Il démarre de façon très pédagogique, et ce sera le fil rouge de son concert, par la démonstration de l’improvisation. Il choisi un morceau connu de tous, Au clair de la lune, sur lequel il interprète des variations et des digressions qui transforment le titre tout en conservant l’air. Thierry Leroy poursuit ensuite avec des explications sur la création du Blues. Il exécute des gammes occidentales et ensuite des gammes africaines pour bien nous faire prendre connaissance de la différence. Lorsque l’on a bien perçu l’inflexion sur la note bleue, il interprète un blues. Le pianiste continue méthodiquement en nous démontrant la syncope sur un temps faible puis sur un temps fort. Il esquisse le début d’une mazurka et avec la syncope sur le temps fort cela donne un « ragtime ». Il complète cette démonstration avec l’interprétation de Maple Leaf Rag de Scott Joplin.
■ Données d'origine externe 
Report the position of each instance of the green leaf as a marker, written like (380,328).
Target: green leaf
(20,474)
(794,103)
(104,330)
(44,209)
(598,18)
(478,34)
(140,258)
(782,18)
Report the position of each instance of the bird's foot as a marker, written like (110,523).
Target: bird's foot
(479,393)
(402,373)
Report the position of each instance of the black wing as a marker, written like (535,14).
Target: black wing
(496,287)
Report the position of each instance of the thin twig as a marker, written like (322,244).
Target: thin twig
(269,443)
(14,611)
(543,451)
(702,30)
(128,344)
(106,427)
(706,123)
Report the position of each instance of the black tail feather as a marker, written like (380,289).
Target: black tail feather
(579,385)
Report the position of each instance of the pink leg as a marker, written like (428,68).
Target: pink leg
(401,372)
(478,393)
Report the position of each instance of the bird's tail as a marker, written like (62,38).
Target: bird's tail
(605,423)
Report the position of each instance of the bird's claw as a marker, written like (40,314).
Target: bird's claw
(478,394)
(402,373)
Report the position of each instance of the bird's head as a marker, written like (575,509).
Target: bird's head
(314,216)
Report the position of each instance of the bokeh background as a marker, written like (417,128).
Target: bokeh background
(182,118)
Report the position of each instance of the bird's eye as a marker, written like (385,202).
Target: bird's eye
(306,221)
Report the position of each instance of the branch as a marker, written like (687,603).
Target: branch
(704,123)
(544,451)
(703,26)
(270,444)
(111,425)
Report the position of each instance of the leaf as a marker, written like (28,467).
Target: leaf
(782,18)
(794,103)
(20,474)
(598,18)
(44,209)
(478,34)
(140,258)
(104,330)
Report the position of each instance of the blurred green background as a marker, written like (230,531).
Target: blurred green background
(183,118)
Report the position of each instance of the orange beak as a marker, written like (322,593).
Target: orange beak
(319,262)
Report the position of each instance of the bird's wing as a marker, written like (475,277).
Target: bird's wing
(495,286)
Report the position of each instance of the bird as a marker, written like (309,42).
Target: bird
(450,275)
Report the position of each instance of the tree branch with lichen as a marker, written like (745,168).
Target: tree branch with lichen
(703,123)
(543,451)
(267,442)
Le pianiste en vient à la définition du boogie woogie, qui en toute logique chronologique est un blues syncopé. Ce style est plus dansant, car il vient de la danse « cake walk ». Nous arrivons dans les années 20’, lorsque le piano rythmique devient harmonique ce qui donne le « stride » qui est un style issu du mélange du blues et du ragtime. On écoute Tea for Two à la façon de Fats Waller. Tout est lié et les styles découlent les uns des autres chronologiquement.
Thierry Leroy illustre rapidement les années 30’ sans s’attarder, car il s’agit de la période des grands orchestres de Count Basie, Duke Ellington et Cab Calloway où les accords sont plus riches et la musique moins improvisée. Il choisit Caravan pour évoquer cette époque. Il passe aux années 30 ‘ et 40’ avec Erroll Garner qui s’est inspiré de tout ce qui précède. Le pianiste choisit la chanson de Charles Trenet Que reste-t-il de nos amours ? qu’il interprète à la manière d’Erroll Garner. Il n’oublie pas de jouer Misty pour que nous écoutions un morceau lent du maître du jazz. Nous arrivons aux années 50’ qu’il qualifie de métissage des cultures. Il évoque le travail de Paul Desmond mais choisi Blue Rondo a la Turk de Dave Brubeck pour illustrer la complexité musicale de cette époque. Ce titre comprend le blues, le rondo et l’Orient. Il parle du be-bop et du hard-bop de cette période mais ne s’attarde pas sur ces styles. Thierry Leroy poursuit avec la musique complexe et le métissage que Richard Galliano joue à l’accordéon en interprétant au piano Libertango.
Le pianiste nous propose à présent de jouer à deviner des morceaux qu’il improvise. Pour que cela ne soit pas trop facile, il nous perd volontairement au début de son interprétation. Nous découvrons et reconnaissons successivement, Mon amant de Saint-Jean enregistrée en 1942 par Lucienne Delyle, La bohème composée par Charles Aznavour et écrite par Jacques Plante et La Javanaise de Serge Gainsbourg. Il propose que le public choisisse des chansons. Un spectateur souhaite entendre Syracuse écrite par Bernard Dimey et composé par Henri Salvador en 1962. Le pianiste demande au spectateur de la chanter afin qu’il la transpose au piano. Après quelques essais fructueux, le musicien et le chanteur interprètent avec émotion la chanson en duo. Le pianiste déclare que la musique, ce sont des moments de partage comme celui-là, durant lesquels on vibre ensemble. Philippe Dechèvre qui aime que les musiciens fassent des bœufs, doit être comme nous, ravi de cette rencontre improvisée.
Le concert–conférence se termine avec une succession d’airs qui vont de la bossa au musette jazzy en passant par le tango. Très didactique et ludique, nous avons trouvé avec cet exposé musical de nombreuses clés de compréhension sur l’évolution de la note bleue.